L’italianità di Spadolini ci riporta alla mente un seminario del 2011 promosso da Aspen e al quale il giuslavorista Pietro Ichino intervenne con una riflessione sull’identità nazionale nell’era della globalizzazione e soprattutto spiegò perchè occorre difenderla e, soprattutto, i motivi per cui non c’è contraddizione tra l’esigenza di mantenere un’identità nazionale e l’apertura al mondo.

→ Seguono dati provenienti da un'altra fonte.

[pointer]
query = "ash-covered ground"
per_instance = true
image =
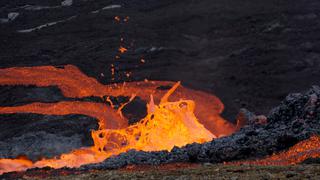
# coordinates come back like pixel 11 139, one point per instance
pixel 250 54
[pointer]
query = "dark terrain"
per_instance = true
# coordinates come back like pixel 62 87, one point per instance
pixel 249 53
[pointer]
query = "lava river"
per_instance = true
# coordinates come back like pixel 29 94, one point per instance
pixel 175 117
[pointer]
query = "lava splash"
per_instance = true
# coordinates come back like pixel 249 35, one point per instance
pixel 172 120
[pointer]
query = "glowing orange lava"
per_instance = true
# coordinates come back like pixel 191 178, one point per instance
pixel 169 123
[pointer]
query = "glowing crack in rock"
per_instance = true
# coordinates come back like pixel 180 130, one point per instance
pixel 172 120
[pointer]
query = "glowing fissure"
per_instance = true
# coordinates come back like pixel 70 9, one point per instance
pixel 167 124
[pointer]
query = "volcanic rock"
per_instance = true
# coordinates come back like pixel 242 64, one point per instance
pixel 288 123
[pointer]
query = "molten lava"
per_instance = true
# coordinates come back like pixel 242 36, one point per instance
pixel 168 123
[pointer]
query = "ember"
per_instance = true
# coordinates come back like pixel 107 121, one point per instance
pixel 167 124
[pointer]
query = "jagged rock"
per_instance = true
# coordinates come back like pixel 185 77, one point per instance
pixel 286 125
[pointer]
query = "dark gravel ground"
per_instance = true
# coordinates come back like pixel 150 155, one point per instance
pixel 249 54
pixel 208 172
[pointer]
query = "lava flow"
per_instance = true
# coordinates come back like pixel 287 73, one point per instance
pixel 168 123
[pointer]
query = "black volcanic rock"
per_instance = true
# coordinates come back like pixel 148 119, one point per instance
pixel 295 119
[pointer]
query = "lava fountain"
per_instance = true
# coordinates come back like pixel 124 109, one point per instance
pixel 175 117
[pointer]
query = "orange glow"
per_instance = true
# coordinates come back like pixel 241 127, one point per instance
pixel 173 119
pixel 117 18
pixel 306 149
pixel 122 49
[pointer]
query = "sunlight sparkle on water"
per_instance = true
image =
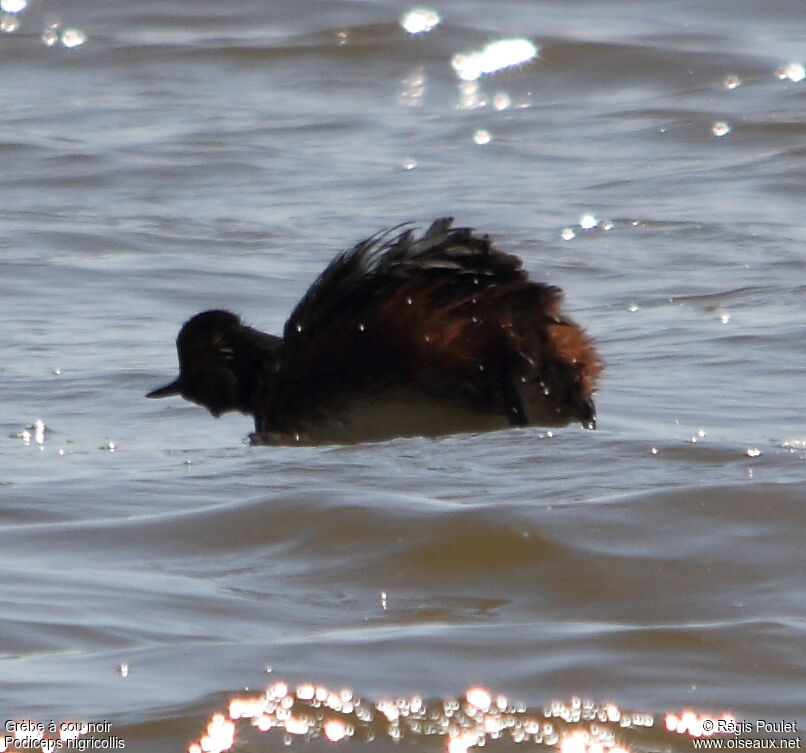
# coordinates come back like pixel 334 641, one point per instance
pixel 720 128
pixel 480 698
pixel 13 6
pixel 419 20
pixel 794 72
pixel 9 23
pixel 467 722
pixel 73 38
pixel 496 56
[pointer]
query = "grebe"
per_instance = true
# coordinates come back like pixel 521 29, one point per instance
pixel 399 336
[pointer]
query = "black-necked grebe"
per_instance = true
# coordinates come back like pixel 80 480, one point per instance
pixel 399 336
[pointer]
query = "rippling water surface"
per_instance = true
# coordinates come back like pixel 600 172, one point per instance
pixel 159 158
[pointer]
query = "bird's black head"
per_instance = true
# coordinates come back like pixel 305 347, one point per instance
pixel 222 363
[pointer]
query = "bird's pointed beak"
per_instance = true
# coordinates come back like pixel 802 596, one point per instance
pixel 174 388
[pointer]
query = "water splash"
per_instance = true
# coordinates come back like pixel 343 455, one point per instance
pixel 419 20
pixel 720 128
pixel 313 712
pixel 496 56
pixel 794 72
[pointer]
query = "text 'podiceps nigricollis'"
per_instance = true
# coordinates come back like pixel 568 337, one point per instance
pixel 399 336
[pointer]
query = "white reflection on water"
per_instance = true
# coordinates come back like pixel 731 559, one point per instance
pixel 495 56
pixel 419 20
pixel 578 726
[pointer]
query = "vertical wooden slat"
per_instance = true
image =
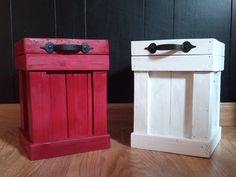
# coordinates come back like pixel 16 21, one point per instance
pixel 39 117
pixel 58 106
pixel 200 107
pixel 23 101
pixel 79 117
pixel 181 104
pixel 100 103
pixel 141 102
pixel 47 114
pixel 158 104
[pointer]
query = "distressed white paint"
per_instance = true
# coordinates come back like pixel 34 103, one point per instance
pixel 141 88
pixel 177 98
pixel 203 47
pixel 159 116
pixel 178 63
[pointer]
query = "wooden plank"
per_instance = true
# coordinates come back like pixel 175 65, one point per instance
pixel 79 117
pixel 47 107
pixel 119 22
pixel 58 107
pixel 23 101
pixel 214 103
pixel 32 21
pixel 228 114
pixel 205 46
pixel 33 45
pixel 117 160
pixel 200 105
pixel 70 19
pixel 45 62
pixel 181 104
pixel 158 103
pixel 99 103
pixel 158 19
pixel 7 87
pixel 177 63
pixel 198 19
pixel 141 101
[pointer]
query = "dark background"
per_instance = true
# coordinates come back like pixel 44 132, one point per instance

“Essere italiani – disse – significa essere eredi e custodi della libertà conquistata, con il sangue di chi ci ha preceduti, contro il dominatore austriaco e borbone prima, contro i nazisti poi”. Aggiungerei anche contro i fascisti. “Ma vedo una degenerazione di questa idea di libertà nazionale – spiega Ichino – quando essa è declinata nei termini di una antistorica libertà dalle ingerenze straniere nella nostra economia, di una difesa della italianità delle nostre imprese che in realtà è per lo più difesa di un management indigeno meno efficiente dalla concorrenza proveniente dall’estero”.

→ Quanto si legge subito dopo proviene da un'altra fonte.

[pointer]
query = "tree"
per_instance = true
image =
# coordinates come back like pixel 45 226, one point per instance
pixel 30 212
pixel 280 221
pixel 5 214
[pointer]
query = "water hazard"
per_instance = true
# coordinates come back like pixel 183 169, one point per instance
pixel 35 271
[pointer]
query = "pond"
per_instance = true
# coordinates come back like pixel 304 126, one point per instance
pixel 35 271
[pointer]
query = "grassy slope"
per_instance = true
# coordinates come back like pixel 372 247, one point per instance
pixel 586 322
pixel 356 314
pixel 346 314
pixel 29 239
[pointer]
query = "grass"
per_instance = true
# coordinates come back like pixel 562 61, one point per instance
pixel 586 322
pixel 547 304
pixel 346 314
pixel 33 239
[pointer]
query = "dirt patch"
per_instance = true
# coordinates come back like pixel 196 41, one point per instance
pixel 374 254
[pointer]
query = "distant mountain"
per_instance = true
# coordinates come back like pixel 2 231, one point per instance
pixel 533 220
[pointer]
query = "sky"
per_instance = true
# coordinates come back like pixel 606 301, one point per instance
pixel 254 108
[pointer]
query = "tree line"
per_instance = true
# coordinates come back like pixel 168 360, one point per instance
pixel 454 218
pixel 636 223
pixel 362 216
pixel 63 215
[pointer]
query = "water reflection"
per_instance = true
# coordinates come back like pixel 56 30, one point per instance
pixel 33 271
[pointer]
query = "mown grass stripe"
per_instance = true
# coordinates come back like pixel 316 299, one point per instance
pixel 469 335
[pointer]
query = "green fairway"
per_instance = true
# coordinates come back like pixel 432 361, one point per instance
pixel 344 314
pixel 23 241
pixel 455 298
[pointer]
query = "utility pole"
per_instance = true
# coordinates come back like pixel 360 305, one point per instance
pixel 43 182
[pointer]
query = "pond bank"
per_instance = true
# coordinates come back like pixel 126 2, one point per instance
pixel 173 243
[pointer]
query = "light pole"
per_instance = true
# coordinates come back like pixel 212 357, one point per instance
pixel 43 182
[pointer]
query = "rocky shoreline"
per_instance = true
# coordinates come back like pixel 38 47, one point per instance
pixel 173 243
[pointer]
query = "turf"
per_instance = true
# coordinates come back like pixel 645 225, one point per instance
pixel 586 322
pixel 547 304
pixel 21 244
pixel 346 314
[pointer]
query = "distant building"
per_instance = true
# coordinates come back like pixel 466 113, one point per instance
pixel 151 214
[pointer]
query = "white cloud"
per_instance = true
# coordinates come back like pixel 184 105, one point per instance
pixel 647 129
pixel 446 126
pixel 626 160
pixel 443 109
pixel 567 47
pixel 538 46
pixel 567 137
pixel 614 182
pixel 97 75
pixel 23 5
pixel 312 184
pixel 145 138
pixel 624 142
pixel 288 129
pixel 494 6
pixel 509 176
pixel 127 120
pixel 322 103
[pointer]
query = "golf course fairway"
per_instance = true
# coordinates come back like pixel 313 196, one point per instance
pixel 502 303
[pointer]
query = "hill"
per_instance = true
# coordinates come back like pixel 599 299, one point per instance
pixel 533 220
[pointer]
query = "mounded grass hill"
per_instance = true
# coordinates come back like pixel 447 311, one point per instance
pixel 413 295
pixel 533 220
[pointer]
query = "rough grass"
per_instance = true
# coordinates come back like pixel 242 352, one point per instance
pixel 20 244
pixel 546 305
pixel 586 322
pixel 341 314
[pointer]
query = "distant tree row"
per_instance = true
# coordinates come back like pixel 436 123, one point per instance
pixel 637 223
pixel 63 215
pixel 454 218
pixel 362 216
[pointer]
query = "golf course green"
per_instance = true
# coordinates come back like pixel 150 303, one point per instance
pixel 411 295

Per Ichino, inoltre, “essere italiani significa essere eredi di un patrimonio culturale, artistico e ambientale unico al mondo e impareggiabile, fieri della nostra capacità di manutenerlo, difenderlo e arricchirlo, nell’interesse dell’umanità intera. Vedo invece una degenerazione di questa idea quando essa si traduce nel ritenerci liberi, in quanto italiani, di far di questo patrimonio quel che ci pare: liberi di fare scempio dell’ambiente naturale, di lasciar andare in rovina i nostri monumenti, di lasciar ammuffire nelle cantine dei nostri musei tesori d’arte che in qualsiasi altro Paese sarebbero esibiti con orgoglio”. Spadolini ci provò e, in parte ci riuscì. Allo statista fiorentino va il merito di aver sensibilizzato sul tema il mondo della politica e delle imprese per far fruttare anche economicamente l’enorme tesoro di cui disponiamo.

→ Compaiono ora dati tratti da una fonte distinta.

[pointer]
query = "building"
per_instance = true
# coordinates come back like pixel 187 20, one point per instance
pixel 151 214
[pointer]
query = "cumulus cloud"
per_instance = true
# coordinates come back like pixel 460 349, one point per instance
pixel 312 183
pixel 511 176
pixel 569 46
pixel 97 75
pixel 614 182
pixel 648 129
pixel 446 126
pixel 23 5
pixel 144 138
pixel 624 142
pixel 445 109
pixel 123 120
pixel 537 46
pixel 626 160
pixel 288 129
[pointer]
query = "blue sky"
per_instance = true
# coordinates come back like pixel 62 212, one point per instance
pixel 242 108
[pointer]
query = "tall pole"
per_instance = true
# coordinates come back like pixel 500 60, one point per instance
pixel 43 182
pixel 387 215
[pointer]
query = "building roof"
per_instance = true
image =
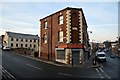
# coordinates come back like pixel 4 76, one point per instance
pixel 68 8
pixel 22 36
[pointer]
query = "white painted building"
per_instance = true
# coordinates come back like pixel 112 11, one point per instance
pixel 19 40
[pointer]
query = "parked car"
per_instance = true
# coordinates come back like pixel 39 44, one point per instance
pixel 6 48
pixel 101 56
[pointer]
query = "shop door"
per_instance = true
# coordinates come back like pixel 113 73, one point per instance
pixel 75 58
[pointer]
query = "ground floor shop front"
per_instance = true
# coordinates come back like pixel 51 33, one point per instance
pixel 73 54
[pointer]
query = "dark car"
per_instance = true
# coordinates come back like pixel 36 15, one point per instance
pixel 6 48
pixel 112 56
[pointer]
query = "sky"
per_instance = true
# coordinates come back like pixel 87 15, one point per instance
pixel 23 17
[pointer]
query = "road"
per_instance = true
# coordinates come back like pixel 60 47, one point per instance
pixel 21 67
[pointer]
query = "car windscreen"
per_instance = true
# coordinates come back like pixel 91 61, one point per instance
pixel 101 55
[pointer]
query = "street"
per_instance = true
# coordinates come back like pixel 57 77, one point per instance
pixel 21 67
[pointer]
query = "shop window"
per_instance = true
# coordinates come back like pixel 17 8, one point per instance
pixel 60 36
pixel 60 19
pixel 61 54
pixel 45 38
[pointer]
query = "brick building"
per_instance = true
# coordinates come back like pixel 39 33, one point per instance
pixel 64 36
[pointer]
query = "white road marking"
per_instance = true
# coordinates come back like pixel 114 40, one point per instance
pixel 65 74
pixel 99 73
pixel 5 71
pixel 34 66
pixel 105 74
pixel 15 59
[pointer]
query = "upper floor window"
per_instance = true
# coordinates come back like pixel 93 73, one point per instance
pixel 21 39
pixel 25 45
pixel 34 40
pixel 30 45
pixel 60 19
pixel 17 45
pixel 45 24
pixel 26 40
pixel 30 40
pixel 16 39
pixel 34 46
pixel 11 39
pixel 60 36
pixel 11 44
pixel 21 45
pixel 45 38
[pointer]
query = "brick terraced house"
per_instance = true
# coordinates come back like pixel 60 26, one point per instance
pixel 64 37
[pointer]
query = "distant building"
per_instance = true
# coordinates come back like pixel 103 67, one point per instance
pixel 19 40
pixel 64 36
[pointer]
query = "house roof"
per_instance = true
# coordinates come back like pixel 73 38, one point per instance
pixel 22 36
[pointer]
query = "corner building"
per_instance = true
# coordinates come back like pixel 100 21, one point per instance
pixel 64 37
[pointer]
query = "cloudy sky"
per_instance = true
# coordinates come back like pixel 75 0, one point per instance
pixel 23 16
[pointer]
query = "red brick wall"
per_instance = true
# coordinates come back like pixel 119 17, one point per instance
pixel 53 30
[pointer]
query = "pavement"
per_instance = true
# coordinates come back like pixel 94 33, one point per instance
pixel 88 64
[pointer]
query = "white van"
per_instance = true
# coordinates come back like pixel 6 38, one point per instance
pixel 101 56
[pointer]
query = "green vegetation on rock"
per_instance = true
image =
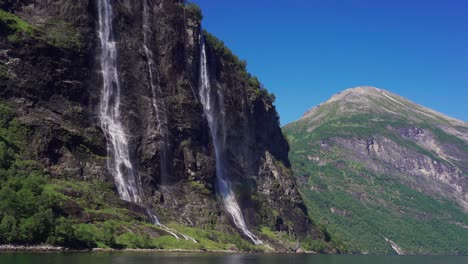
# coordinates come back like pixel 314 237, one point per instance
pixel 254 86
pixel 342 154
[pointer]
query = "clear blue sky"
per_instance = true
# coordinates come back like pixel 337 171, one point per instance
pixel 304 51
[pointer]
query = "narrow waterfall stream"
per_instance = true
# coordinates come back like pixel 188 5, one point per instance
pixel 214 117
pixel 159 107
pixel 119 163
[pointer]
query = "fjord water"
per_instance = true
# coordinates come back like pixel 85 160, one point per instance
pixel 179 258
pixel 119 164
pixel 214 114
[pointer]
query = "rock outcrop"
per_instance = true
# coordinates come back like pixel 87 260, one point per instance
pixel 50 78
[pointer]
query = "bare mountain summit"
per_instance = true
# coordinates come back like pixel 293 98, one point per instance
pixel 377 167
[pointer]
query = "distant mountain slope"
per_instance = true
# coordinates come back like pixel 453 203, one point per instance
pixel 382 174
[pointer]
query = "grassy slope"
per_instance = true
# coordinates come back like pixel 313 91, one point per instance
pixel 375 206
pixel 36 208
pixel 32 203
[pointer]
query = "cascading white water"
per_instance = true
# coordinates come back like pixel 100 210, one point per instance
pixel 214 116
pixel 119 163
pixel 156 94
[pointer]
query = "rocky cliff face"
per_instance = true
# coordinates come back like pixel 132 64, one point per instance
pixel 376 167
pixel 50 80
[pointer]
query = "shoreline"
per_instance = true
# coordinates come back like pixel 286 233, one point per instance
pixel 56 249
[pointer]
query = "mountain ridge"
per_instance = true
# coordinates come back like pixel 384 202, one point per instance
pixel 368 157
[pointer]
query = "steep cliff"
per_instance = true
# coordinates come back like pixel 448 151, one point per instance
pixel 383 174
pixel 51 91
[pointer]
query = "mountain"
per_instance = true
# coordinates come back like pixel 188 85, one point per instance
pixel 123 124
pixel 382 174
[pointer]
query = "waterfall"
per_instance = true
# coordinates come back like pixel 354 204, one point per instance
pixel 156 94
pixel 119 163
pixel 214 116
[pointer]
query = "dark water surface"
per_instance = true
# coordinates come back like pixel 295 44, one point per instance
pixel 182 258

L’industria culturale può rappresentare un settore chiave per lo sviluppo economico dell’Italia dove la ricchezza storica si fonde con la creatività contemporanea per generare occupazione e crescita.
Nel 1974 l’allora presidente del consiglio Aldo Moro ebbe l’intuizione di fondare un ministero dei beni culturali al quale Giovanni Spadolini dette forma e sostanza. Da allora sono stati fatti avanti nella tutela e gestione del patrimonio culturale ma tanto altro può essere fatto per non disperdere una grande eredità.